Never mind that Seavey admitted he’d seen the name of race leader Aliy Zirkle on the sign-in sheet at the Safety checkpoint 20 miles out of Nome, and that race leaders in the Iditarod always ask how far ahead the next team when they reach Safety.
Why? Because it’s hard bordering on impossible to close a gap of much more than 30 minutes between Safety and Nome. Among the top 10 teams last year, the difference between the slowest – third-place Jessie Royer – and the fastest – Jesse Holmes in ninth – was 35 minutes.
This is pretty much the norm, which is why mushers check the time gap. After 980-miles of racing, there is no sense asking a tired team to try to push for a pace of 7.5 to 8 mph to the finish line when they can comfortably trot home at a more comfortable 6 or 6.5 mph pace.
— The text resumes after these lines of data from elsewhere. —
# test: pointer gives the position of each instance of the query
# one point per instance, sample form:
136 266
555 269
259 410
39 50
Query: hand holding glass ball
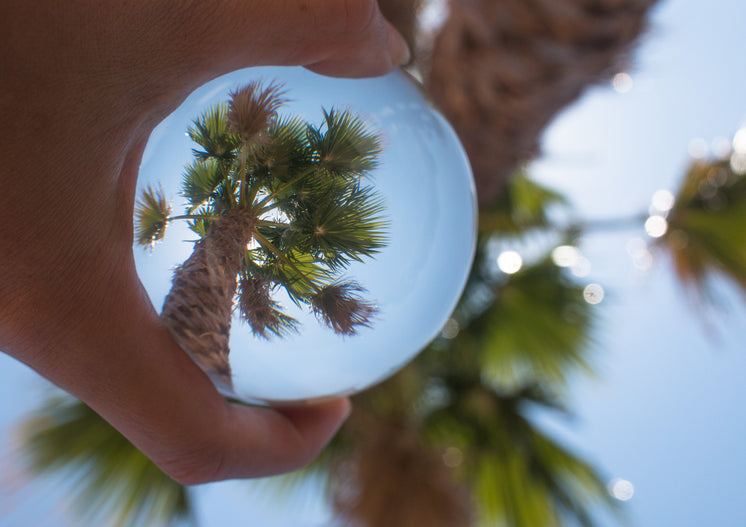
315 202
That Seavey didn’t know that Zirkle was parked in Safety waiting out a storm when he left there in 2014 is nye on impossible to believe, but his interactions with the Insider at the finish line nicely added to the race drama:
Seavey: “Huh, what the heck did I do?”
Insider: “You just won the Iditarod two-thousand fourteen.”
Seavey: “You kidding me?”
Real or reality? These days with the news – almost any of the news – it’s hard to tell.
Who’s to blame?
No one in particular led the country to this post-truth world, and everybody led the country here.
Almost ever since former President Richard Nixon resigned from office after being caught lying about a two-bit burglary, the importance of telling the truth has been fading. One truly has to wonder whether Nixon might have survived in these times.
The burglary didn’t really amount to much of anything, and Nixon had good reasons to cover it up. Former President Bill Clinton later got in front of a microphone to tell the American public a whopper of a lie – “I did not have sexual relations with that woman, Monica Lewinsky” – for no good reason other than to avoid embarrassment.
He was impeached by the House of Representatives, but the Senate refused to remove him from office. The story was similar with Trump, a master of the big lie. (In Trump’s defense, a University of Massachusetts psychologist studying the frequency with which people lie to make themselves look good concluded 60 percent tell at least one lie per 10-minute conversation, which would make Trump, God forbid, close to “normal.”)
Democrats protected theirs in the case of Clinton. Republicans protected theirs in the case of Trump.
Fundamental honesty? Does it really matter anymore?
When TV game shows were found to be rigged in the 1950s, both federal attorneys and Congress investigated. The former managed to convict 17 people of lying to a grand jury, and the latter made it illegal to fix game shows.
Today TV is over-run with reality shows that are anything but real, and nobody seems to much care. The shows are little more than fodder for debate among fans as to how much is real, how much is close to real (ie. re-enacted in some way) and how much is wholly phony.
Alaskans have known the “Alaska Bush People” show was fake since at least 2015 when the late Billy Brown, the family patriarch, and son Joshua were convicted of illegally claiming Alaska Permanent Fund Dividends because they didn’t spend enough time in the state to qualify.
But Country Living was still pondering the show’s reality last fall.
“Season 20 of the supposedly-unscripted reality television show premiered on August 23, 2020. And, after six years of following the Brown family – including patriarch Billy and matriarch Ami, along with their seven children and a smattering of spouses and grandchildren – viewers can’t help but wonder whether or not the show is even real, let alone actually unscripted,” reporter Rebecca Norris wrote in October.
But these days, who knows? Maybe it’s all just a setup for a Season 21, “Billy’s Back” Special. Or better yet, maybe he’ll return to run the 2021 Iditarod. Now that would get the race some serious attention.